Dann habe ich beim ranschrauben der Pedale ist ein bisschen lack abgegangen aber nur minimal dort setzt sich jetzt rost an, wie bekomme ich diesen weg ohne großen Kostenaufwand? 

Danke Markus


----------



## BaronAlex (28. April 2010)

Ja is normal, ne Kette längt sich. Die sollte eig schon stramm sein, allerdings is es auch nicht so schlimm, wenn sie lockerer ist, solang sie nicht vom Kettepblatt oder Ritzel springt.

Nimm WD40 oder sowas in der Art, das sollte normal für den Rostansatz reichen


----------



## MTB-News.de




----------



## RISE (28. April 2010)

Zur Kette:

Es ist normal, dass ich eine neue Kette beim Einfahren längt. Du solltest das Hinterrad dann in den Ausfallenden soweit verschieben, dass die Kettenspannung weder zu fest, noch zu locker ist.

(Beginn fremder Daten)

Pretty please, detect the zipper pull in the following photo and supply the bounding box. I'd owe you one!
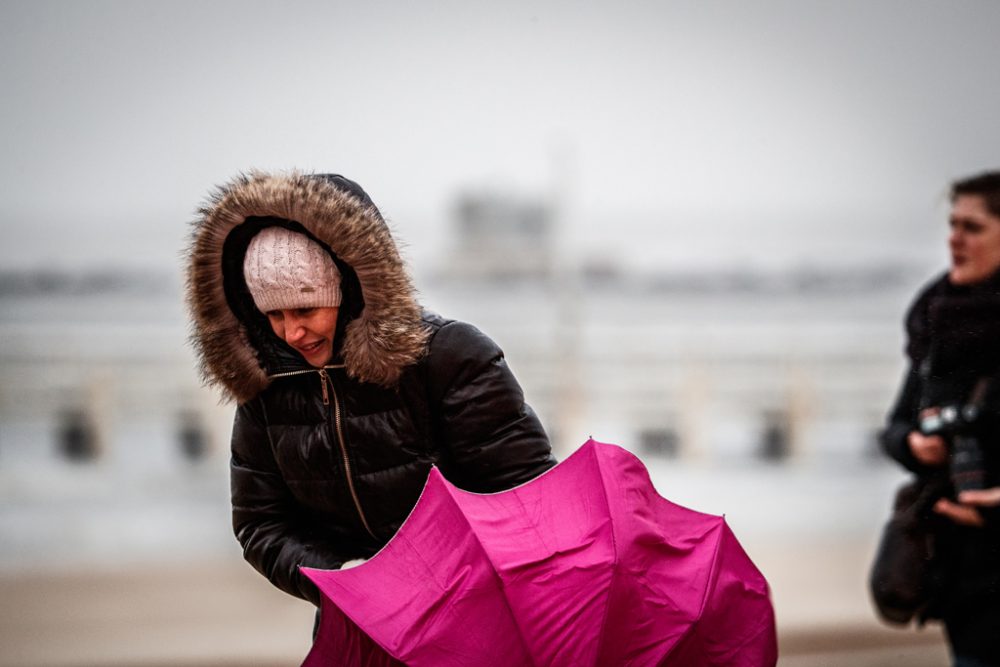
[318,369,330,405]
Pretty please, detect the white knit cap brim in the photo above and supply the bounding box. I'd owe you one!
[243,226,342,313]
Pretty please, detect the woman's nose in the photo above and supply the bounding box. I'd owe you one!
[284,316,306,342]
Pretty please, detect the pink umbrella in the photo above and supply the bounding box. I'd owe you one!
[302,439,777,666]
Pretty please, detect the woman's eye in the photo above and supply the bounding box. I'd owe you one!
[296,308,316,316]
[267,311,283,321]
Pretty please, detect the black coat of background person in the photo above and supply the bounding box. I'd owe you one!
[881,269,1000,659]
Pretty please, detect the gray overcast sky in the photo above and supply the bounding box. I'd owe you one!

Das findet man durch Ausprobieren raus, am besten ist es, wenn man sie noch mit dem Finger etwas in Richtung Kettenstrebe drücken kann. 

Zur Pedale:

Das Pedal wird dir nicht durchrosten sondern ich denke, dass es sich dabei um normalen Flugrost handelt. Falls der dich stört, kannst du versuchen, ob du ihn mit Öl und einem Lappen oder ggf. einer Bürste wegschrubbst. Danach solltest du die Stelle entfetten und klarlackieren. Allerdings lohnt sich das bei Pedalen eigentlich gar nicht, weil die mit der Zeit eh zerkratzen.


----------